1 Introduction

With the rapid growth of communication-intensive mobile applications, smart cities and Internet of Things (IoT) are raising the challenging research issues due to the requirements of low latency, deployment independence, location awareness and mobility support [1]. We need better computing power and service capabilities to make the IoT intelligent and optimize cloud-edge-terminal ecosystem for tackling network bottleneck.
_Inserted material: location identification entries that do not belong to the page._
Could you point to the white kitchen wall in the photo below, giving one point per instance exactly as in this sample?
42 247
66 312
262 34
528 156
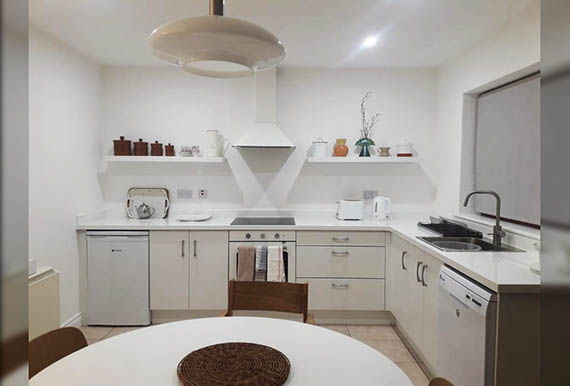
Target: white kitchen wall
513 49
169 105
64 108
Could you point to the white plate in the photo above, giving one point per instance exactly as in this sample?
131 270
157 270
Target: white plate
194 217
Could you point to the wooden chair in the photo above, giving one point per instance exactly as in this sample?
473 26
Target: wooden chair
52 346
440 382
269 296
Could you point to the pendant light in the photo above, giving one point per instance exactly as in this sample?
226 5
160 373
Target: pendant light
217 46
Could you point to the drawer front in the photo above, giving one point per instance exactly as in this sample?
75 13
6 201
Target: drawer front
341 238
345 294
341 261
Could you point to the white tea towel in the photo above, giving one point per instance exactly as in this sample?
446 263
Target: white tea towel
260 263
275 269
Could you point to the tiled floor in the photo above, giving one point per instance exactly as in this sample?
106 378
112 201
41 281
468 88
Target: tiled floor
381 338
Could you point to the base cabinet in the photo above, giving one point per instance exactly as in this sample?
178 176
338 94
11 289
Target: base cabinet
169 284
345 270
208 270
413 285
188 270
345 294
430 307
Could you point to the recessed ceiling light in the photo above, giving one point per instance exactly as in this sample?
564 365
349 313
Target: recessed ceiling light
370 41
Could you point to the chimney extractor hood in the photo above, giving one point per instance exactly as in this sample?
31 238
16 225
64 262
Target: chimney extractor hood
265 133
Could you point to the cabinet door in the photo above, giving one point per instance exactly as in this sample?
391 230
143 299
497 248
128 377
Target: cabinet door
208 270
169 270
394 286
430 272
409 291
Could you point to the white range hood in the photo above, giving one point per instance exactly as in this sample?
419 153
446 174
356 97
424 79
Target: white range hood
264 133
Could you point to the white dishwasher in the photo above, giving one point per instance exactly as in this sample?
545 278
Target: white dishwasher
466 330
118 278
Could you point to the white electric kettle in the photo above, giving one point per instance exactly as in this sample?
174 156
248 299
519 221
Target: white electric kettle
382 208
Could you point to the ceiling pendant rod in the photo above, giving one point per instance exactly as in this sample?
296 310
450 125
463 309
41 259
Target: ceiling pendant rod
216 7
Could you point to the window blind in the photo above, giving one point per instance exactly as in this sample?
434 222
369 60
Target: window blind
508 150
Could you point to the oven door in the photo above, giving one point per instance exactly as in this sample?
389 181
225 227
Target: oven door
288 252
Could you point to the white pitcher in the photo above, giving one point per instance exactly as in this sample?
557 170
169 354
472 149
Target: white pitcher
217 144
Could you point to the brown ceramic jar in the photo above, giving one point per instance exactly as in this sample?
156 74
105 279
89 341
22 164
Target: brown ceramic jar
141 147
169 149
121 146
156 149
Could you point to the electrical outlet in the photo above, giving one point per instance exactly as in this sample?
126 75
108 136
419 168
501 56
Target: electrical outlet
369 194
184 194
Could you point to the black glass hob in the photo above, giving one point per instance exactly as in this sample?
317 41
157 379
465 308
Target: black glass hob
263 221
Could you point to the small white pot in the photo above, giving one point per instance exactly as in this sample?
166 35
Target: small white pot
319 148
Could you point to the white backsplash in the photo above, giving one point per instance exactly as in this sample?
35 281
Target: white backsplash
172 106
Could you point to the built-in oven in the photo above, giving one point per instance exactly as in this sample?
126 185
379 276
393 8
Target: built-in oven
254 238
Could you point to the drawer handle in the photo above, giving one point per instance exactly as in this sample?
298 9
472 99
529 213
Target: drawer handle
403 261
418 271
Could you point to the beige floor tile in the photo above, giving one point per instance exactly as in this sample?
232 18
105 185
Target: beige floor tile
373 332
94 333
393 349
415 374
336 327
120 330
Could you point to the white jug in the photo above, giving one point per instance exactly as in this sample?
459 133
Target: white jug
217 144
382 208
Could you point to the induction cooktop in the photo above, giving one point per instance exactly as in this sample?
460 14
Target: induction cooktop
263 221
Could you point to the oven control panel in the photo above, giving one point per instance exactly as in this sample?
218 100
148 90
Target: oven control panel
262 235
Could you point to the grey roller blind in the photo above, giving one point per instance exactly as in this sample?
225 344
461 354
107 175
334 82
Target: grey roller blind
508 150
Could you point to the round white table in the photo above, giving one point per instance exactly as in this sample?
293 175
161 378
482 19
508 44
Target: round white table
149 356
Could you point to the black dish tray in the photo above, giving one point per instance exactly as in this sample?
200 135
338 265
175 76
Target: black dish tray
451 230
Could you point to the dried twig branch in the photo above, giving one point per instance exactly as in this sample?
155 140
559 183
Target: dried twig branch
367 126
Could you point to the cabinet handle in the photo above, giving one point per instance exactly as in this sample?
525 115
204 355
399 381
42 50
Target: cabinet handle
424 268
418 270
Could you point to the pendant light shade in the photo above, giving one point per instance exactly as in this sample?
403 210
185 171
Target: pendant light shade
217 46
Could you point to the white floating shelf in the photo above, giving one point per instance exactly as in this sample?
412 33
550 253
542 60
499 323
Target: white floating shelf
364 160
164 159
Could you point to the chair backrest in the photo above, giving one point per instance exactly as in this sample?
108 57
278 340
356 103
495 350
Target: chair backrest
440 382
268 296
52 346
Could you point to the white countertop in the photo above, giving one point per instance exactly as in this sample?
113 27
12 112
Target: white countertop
500 271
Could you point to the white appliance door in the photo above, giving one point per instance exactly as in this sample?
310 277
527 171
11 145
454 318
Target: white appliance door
461 335
118 280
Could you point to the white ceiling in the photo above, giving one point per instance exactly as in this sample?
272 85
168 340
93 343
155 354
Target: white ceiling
316 33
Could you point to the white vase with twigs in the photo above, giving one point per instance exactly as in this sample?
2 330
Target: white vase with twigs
367 130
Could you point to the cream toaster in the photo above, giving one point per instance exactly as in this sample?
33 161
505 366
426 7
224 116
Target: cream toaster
350 210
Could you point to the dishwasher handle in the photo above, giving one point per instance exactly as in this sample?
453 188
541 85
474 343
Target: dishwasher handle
420 263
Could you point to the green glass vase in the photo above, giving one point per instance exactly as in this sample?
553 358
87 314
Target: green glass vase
364 143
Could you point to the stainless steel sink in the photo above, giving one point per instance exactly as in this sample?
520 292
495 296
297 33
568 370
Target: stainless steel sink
467 244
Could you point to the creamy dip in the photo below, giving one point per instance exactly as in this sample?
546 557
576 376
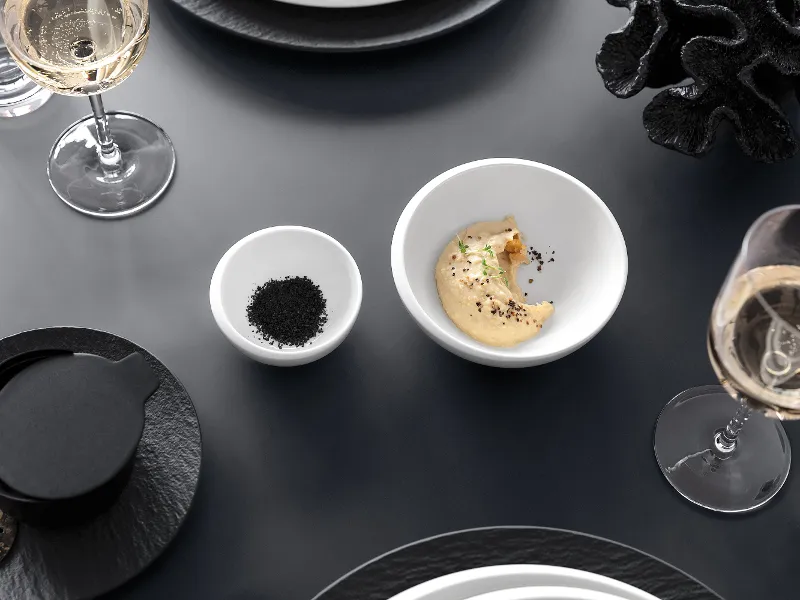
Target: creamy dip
476 277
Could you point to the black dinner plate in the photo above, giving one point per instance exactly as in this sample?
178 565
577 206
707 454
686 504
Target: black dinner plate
90 559
428 559
338 30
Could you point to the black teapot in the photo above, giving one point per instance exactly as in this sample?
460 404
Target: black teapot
69 428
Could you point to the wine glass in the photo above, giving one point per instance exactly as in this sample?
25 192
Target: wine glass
108 164
18 94
754 347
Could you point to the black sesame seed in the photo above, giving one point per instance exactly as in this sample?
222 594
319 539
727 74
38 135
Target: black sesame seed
289 311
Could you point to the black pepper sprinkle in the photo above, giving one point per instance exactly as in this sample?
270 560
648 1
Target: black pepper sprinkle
289 311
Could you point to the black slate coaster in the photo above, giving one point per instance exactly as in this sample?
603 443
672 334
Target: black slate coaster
422 561
89 560
338 30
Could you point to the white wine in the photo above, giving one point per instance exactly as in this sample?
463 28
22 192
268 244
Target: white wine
77 47
754 339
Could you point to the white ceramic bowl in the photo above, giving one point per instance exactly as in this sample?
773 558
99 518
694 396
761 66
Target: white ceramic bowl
280 252
555 212
465 585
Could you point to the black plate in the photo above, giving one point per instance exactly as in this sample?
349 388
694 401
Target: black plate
338 30
88 560
422 561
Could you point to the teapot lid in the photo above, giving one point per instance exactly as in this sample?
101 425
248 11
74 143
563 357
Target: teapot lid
70 422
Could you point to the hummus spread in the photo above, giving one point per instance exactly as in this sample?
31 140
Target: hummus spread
476 277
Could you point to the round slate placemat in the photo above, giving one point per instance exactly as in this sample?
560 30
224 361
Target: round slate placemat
428 559
91 559
338 30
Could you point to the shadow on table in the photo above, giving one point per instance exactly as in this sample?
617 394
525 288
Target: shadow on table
385 82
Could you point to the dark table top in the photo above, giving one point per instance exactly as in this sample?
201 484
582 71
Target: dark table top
308 473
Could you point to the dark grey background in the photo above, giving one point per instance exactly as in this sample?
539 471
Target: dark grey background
308 473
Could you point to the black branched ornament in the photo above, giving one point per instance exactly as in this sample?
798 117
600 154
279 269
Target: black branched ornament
739 55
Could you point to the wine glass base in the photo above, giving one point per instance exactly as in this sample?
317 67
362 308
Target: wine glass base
82 182
743 481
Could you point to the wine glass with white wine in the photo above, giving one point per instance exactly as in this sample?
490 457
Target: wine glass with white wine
754 347
108 164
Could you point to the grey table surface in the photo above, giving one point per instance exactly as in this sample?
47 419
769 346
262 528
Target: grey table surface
308 473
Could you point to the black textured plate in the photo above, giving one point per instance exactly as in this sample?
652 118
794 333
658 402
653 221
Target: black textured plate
88 560
422 561
338 30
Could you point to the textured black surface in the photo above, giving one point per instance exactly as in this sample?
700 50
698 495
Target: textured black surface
422 561
740 56
8 533
88 560
338 30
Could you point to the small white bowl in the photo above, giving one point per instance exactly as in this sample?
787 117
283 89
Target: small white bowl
275 253
555 212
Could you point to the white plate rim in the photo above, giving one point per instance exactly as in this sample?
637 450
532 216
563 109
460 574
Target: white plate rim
546 592
461 578
438 536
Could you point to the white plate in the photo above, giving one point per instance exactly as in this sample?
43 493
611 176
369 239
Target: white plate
339 3
467 584
546 593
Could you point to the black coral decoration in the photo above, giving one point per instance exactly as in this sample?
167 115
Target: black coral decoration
739 55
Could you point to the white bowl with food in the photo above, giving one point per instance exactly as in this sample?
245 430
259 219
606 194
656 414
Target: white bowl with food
286 296
508 262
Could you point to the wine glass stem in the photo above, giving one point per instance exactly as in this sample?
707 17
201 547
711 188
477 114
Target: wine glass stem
726 439
110 156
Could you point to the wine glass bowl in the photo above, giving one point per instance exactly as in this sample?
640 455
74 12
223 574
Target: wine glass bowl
106 165
754 348
18 94
76 52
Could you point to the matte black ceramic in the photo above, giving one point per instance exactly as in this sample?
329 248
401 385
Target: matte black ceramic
89 559
338 30
71 424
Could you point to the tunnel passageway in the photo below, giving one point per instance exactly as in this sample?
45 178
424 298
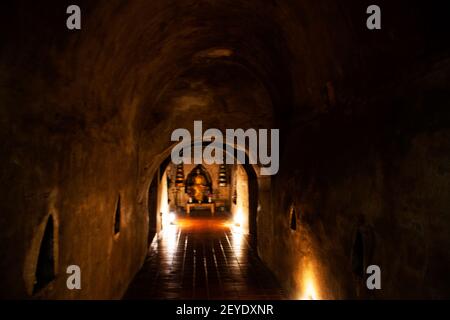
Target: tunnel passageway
203 258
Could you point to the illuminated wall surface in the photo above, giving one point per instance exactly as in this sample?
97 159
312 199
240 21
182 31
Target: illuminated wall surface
347 103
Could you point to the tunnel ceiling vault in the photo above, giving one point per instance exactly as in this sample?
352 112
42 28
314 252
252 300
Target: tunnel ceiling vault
86 119
129 53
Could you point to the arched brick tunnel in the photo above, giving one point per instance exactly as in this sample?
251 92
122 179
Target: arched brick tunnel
87 116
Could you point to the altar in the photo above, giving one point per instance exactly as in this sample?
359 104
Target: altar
210 206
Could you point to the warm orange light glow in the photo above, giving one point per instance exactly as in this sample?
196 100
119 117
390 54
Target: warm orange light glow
238 217
309 291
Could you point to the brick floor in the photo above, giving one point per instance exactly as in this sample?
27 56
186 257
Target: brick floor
203 258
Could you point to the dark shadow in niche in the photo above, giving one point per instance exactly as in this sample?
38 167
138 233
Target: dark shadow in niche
152 207
117 217
358 255
293 219
45 269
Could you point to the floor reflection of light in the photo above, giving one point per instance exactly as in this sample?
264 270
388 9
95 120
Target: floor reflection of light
170 233
237 239
238 218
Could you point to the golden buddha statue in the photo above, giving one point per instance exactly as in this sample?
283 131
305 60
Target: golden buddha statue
199 186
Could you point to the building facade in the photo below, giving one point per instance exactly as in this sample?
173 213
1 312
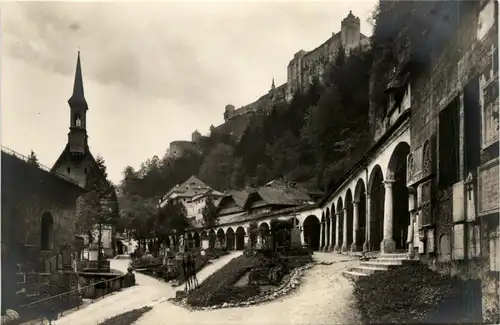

Multi-access edge computing (MEC) offers application developers and content providers cloud-computing capabilities and an information technology (IT) service environment at the edge of the network [2, 3], and a new ecosystem and value chain are provided by MEC enabled IoT, which allows operator to flexibly and rapidly deploy innovative applications and intelligent services towards mobile subscribers, enterprises and vertical segments [4]. Despite numerous benefits from MEC, there are still some challenges in MEC-enabled IoT.

MEC-enabled IoT integrates and merges multidiscipline. Considering that MEC-enabled IoT embodies distributed cooperation and learning intelligence [5, 6], and has the characteristic of integrating past experiences into itself, it comes to an emerging paradigm of distributed intelligent computing methodologies and has been one of the most popular trends in smart industry, agriculture, healthcare, home, transportation, etc.. Since MEC-enabled IoT provides novel distributed computing and processing ability and enables rapid machine-to-machine communication and machine-to-human interaction, edge intelligence assisted IoT takes localized processing farther away from the network right down to the sensor by pushing the computing processes even closer to the data sources, which also provides multidisciplinary novel solutions and interactions to improve life quality and user experiences.

It is obvious that MEC-enabled IoT promotes a large class of applications and has emerged with a great potential to change our life and improve user’s experience. However, recent advances on artificial intelligence (AI), cloud/fog computing, big data, and novel communication techniques show that MEC-enabled IoT still struggles with fundamental, long-standing problems. How to enhance distributed computing and processing performance with distributed machine learning (ML), common sense, intelligent interaction, data security and novel applications is worth exploring.

This special issue aims to report high-quality research on recent advances toward the realization of the MEC-enabled computing paradigm and MEC-enabled IoT applications. Our goal is to shed light in the multifaceted aspects of this emerging paradigm, including solutions for theoretical foundation, system model, reliability, safety, data analytics, data management, intelligent services, as well as novel applications to building smart cities and society. After a rigorous and careful review process performed by reviewers and the Guest Editors, 8 papers were accepted addressing subjects that were classified in the following categories: (1) resource management and allocation; (2) multimedia processing; and (3) MEC-enabled novel applications. The papers included in this special issue are categorized into following areas.

2 Content

2.1 Resource management and allocation

MEC complements the IoT paradigm in terms of high scalability, low delay, location awareness, and allowing of using local client computing capabilities in real time [6]. As a new paradigm to offload computation tasks from the cloud to the edge, unlike traditional cloud computing, in which tasks are offloaded to remote cloud datacenters, MEC assigns computation tasks to multiple edge nodes that are deployed close to end users [3, 6]. Thus, MEC is capable of reducing data transmission and network traffic between cloud servers and IoT devices. However, compared with the traditional centralized caching, resource management and allocation in MEC-enabled IoT are relatively complex and advanced.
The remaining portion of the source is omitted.